The Washington's Birthday Celebration (WBCA) is an almost month-long event held each February in Laredo, the seat of Webb County in south Texas, that celebrates the birthday of George Washington. It is the largest celebration of its kind in the United States with approximately 400,000 attendees annually. The celebration consists of various festivals; a Society of Martha Washington Colonial Pageant and Ball, Princess Pocahontas Pageant and Ball, two parades, a carnival, an air show, fireworks, live concerts, "Fun-Fest" at Laredo Community College, and a citywide prom during which many of the Laredo elite dress in Colonial attire. Each year a prominent Laredo man and woman play the roles of George and Martha Washington. One of its main events, the Jalapeño Festival, has recently been named one of Top 10 eating festivals in the United States.

==History==
The celebration was first staged in 1898 by the San Antonio-based Improved Order of Red Men, which established the Laredo local chapter called Yaqui Tribe #59. Much earlier, former Laredo Mayor Samuel M. Jarvis (1822–1893), had held a reception at his downtown home in honor of Washington's birthday and had encouraged a larger celebration thereafter, which he never lived to see. Jarvis was a Republican who had earlier fought in the Mexican War under General Zachary Taylor.

That original celebration is considered to have been a phenomenal success. In 1923, the association received its state charter. In 1924, the celebration featured its first Colonial Pageant, with thirteen girls from Laredo, representing the Thirteen Colonies. The WBCA has become a Laredo institution, with its history closely tied to the history of the community.

In 1962, the WBA president was Honoré Ligarde, a lawyer-banker who later that year was elected to the Texas House of Representatives for Webb County to succeed Vidal M. Treviño, long-term superintendent of the Laredo Independent School District.

The 2016 celebration began on January 21 with the Commander's Reception at the Laredo Energy Arena. The 28-event festival will extend for thirty-three days through February 22, Washington's traditional birthday. Festival president Dr. Joe Castellano compared the celebration to "the Super Bowl, Miss America, and the Academy Awards all rolled up into one. We truly feel that our border town becomes the center of the universe; all thanks to the teamwork from our enthusiastic members, loyal sponsors, countless volunteers and the community of Laredo."

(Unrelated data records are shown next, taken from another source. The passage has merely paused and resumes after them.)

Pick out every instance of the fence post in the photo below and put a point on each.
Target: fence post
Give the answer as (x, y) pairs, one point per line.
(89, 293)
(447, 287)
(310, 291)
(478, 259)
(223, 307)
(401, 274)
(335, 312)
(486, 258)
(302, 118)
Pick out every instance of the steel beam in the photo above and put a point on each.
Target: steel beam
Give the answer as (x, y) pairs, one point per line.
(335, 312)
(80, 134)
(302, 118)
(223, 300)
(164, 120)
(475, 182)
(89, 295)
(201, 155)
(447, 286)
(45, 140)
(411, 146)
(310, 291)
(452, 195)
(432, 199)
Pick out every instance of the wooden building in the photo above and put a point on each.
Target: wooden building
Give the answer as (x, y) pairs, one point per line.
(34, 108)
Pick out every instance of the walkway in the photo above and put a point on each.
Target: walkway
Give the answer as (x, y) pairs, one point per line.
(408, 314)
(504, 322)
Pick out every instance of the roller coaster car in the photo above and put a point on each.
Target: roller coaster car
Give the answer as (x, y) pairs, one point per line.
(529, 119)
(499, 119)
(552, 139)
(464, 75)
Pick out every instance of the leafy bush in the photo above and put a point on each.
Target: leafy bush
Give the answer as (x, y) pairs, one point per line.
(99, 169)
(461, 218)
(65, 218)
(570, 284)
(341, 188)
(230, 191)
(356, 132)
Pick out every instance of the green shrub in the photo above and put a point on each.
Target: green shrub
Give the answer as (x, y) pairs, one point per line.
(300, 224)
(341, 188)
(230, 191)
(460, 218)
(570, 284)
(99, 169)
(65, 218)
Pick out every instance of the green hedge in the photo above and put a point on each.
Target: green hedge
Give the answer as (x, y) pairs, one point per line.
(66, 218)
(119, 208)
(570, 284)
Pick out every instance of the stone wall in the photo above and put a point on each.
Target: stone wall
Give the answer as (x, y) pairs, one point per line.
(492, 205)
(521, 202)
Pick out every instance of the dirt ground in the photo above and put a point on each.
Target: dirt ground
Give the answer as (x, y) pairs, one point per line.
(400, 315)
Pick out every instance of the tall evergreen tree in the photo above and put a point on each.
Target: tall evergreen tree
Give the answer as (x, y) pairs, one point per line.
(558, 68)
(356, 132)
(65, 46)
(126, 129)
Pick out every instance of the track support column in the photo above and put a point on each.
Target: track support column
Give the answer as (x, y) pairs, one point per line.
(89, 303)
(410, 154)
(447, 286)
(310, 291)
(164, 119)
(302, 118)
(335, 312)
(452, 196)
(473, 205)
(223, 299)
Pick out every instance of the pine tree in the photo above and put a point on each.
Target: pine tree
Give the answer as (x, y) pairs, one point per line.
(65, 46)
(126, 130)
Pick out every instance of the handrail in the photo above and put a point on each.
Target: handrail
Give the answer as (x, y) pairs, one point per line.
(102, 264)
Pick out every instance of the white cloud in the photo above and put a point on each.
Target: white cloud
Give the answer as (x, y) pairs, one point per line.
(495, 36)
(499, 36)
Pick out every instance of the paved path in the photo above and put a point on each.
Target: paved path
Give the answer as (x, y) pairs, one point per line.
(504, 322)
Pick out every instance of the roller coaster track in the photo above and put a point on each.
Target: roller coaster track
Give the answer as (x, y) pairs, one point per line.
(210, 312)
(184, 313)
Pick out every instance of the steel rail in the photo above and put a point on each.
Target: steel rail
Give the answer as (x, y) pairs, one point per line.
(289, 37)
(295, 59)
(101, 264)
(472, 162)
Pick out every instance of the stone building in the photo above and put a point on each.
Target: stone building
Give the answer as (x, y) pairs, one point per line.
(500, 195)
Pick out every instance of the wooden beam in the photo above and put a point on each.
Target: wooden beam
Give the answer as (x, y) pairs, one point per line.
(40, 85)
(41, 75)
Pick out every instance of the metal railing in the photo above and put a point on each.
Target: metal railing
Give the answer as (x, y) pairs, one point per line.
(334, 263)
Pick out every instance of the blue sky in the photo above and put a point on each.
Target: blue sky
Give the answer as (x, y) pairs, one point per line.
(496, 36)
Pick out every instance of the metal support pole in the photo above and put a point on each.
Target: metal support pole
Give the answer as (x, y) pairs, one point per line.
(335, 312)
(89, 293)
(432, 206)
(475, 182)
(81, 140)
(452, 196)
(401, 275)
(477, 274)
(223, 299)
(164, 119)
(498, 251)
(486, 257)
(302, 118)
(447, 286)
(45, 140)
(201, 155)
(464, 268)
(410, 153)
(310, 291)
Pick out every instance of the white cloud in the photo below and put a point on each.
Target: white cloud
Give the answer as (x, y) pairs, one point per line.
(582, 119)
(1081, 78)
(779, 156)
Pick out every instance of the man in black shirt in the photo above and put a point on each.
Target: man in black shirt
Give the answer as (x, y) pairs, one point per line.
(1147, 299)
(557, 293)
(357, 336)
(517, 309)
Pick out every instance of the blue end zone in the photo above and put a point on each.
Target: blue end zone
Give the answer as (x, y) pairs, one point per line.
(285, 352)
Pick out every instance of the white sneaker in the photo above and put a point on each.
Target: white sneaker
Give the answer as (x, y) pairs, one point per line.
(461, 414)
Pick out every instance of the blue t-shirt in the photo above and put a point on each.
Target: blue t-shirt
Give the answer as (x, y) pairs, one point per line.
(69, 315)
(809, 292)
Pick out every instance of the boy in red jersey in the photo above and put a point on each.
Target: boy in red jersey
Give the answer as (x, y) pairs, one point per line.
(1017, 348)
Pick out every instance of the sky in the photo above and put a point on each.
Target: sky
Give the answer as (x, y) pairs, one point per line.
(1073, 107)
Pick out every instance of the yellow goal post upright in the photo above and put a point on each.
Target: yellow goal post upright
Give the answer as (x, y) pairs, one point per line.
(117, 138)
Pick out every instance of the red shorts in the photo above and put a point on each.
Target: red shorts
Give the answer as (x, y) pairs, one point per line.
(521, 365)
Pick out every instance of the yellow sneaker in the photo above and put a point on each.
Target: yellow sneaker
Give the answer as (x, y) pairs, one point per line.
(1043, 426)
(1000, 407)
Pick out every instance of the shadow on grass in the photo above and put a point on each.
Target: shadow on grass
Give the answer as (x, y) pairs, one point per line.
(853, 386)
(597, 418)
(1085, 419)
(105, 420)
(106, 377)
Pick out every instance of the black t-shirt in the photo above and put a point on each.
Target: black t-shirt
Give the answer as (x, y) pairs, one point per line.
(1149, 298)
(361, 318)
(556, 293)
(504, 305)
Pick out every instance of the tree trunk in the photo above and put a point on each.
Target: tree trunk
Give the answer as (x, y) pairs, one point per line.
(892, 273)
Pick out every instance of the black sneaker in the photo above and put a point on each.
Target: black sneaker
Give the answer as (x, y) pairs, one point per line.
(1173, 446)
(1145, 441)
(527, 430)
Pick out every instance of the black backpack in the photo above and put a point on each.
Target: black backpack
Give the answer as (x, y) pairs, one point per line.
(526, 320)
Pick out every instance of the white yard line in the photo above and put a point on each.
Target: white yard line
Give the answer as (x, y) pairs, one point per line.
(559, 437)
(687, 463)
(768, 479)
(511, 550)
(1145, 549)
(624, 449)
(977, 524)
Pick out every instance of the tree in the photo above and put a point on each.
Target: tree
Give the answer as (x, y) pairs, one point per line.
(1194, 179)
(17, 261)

For the first time in its 124-year history, the celebration was cancelled in 2021 due to health concerns stemming from the COVID-19 pandemic. As a result, GeorgeFest in Eustis, Florida, now holds the title of longest running celebration of George Washington's Birthday in the United States of America.

==Jalapeño Festival==
Established in 1978 as part of Washington's Birthday Celebration and sponsored by La Costeña the Jalapeño festival includes concerts, the Miss Jalapeño contest, and the La Costeña Jalapeño Eating Contest which determines who can eat the most jalapeños in 15 minutes with the record being 266 according to the official count. The contest is separate from the Major League Eating La Costeña Jalapeño Challenges that have been held. 2018 marked the 40th year and had 21,000 people attend, which is above the averages of 13,000 to 14,000 people.